Ono: There is a fundamental flaw with our diagnosis of the symptoms and the treatment. A poor developing society with a lack of goods and inflation would end its recession in two or three years. This is because even if there is a temporary excess of goods, the preceding desire for them will remain strong and demand will recover so long as prices fall. However, in a mature society like now with an abundance of goods, people think, "I have enough stuff. I want money." That invites deflation. The correct way to view the situation now is that the United States and Europe have fallen into the same type of recession as Japan.

Mature societies risk experiencing 20 or 30-year recessions like Japan, where our economy continues to stagnate even after the "two lost decades." After a bitter experience with a bubble and its bursting thereafter, people begin to think, "The only thing I can truly rely on is money." These people retire, and then the next generation comes in with renewed confidence and starts to consume. This is because I believe it operates over a cycle of 40 years or so.

Q: Yet, postwar Japan experienced sustained, fairly rapid growth for nearly half a century.

A: Japan was a mature society before the war, but in defeat our industrial base was destroyed and we suddenly returned to being a developing society. That's why there were no worries over a lack of consumption and we could sustain high-speed growth. We became a mature society again in the 1980s, when interest shifted away from consumption and toward earning money through stocks and land. Then the focus of people's greed eventually stopped being stocks and land. Where did it turn to? Money. The Japanese economy is now in the midst of an unprecedented currency bubble.

Q: So we're in a bubble now?

A: Today's deflation-plus-recession seems to be a complete opposite of the land and stock bubble of the '80s, but it's actually the same pathology. Deflation is a decline in prices that allows you to buy more things with the same amount of money. In other words, the value of money goes up. Everyone wants money now. This "money bubble" has pushed up its value to an abnormal level.

Q: Wouldn't there be less of a need for money as a means of exchange if we were content with the supply of goods or our desire for them lessened?

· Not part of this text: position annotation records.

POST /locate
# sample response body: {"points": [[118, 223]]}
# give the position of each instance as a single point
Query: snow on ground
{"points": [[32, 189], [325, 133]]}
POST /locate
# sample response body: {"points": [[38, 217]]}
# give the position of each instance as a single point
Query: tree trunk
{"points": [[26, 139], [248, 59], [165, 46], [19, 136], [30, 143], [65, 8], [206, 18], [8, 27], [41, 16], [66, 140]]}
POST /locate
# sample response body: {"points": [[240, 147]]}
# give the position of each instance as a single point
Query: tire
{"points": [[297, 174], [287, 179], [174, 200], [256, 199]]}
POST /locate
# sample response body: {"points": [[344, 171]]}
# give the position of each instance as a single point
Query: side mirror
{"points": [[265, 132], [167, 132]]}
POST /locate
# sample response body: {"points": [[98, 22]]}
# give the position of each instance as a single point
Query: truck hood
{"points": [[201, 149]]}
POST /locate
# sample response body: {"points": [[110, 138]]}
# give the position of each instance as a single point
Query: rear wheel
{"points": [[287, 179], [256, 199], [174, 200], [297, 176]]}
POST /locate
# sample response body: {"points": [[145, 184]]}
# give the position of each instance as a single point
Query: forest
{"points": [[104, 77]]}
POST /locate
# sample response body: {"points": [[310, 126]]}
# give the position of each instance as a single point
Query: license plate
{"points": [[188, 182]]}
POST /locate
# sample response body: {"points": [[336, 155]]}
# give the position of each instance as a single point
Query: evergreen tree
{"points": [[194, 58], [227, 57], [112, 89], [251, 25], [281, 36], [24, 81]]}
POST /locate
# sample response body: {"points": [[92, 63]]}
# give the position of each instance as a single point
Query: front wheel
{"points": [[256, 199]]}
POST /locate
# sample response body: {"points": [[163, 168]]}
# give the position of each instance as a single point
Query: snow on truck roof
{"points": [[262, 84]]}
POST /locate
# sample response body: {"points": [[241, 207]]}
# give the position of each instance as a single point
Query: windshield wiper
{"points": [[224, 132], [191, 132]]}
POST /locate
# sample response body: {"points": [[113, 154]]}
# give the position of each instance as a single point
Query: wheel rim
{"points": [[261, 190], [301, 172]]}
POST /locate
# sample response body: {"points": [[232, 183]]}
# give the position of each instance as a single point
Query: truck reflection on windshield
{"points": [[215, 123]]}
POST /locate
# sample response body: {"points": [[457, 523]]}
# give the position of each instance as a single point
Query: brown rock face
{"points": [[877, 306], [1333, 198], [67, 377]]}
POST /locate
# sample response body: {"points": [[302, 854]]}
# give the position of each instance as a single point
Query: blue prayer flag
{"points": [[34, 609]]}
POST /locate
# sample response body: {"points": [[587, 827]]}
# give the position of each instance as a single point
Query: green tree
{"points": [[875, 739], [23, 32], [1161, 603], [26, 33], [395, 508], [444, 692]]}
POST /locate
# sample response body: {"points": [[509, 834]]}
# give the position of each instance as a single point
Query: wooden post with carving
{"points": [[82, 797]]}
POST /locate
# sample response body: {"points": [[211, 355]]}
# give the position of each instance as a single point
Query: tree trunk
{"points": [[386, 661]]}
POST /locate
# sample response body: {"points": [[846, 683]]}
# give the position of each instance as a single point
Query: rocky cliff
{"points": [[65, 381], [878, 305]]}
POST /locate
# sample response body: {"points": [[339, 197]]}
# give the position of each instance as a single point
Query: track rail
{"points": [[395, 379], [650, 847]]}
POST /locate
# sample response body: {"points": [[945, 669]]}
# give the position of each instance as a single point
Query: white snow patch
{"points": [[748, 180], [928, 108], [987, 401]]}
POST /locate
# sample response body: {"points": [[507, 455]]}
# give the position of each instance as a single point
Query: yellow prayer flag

A: If you have money, you can use it whenever you want and be prepared for the unexpected. But you lose that privilege as soon as you use it because its value is set according to what you buy. That's why people want to feel assured and satisfied by not using it. They want to immerse themselves in this virtual delusion. This desire is in fact on the rise.

Q: Is their purpose to hold on to the delusion?

A: Money is so convenient as a means of exchange that we could say it is humanity's greatest invention. A bill is just a piece of paper and a credit card transaction is simply the product of numerical data. Even if the money is not physically there, we can obtain great satisfaction if we believe in its value. It's like a "god," don't you think? If the real estate bubble was a religion, it would be like "reizan shinko" (a belief in sacred mountains). But money is an abstract concept with even less physical form than land. It may be like a holy scripture, as it were.

Q: If this money religion becomes fanatic, what kinds of problems will arise?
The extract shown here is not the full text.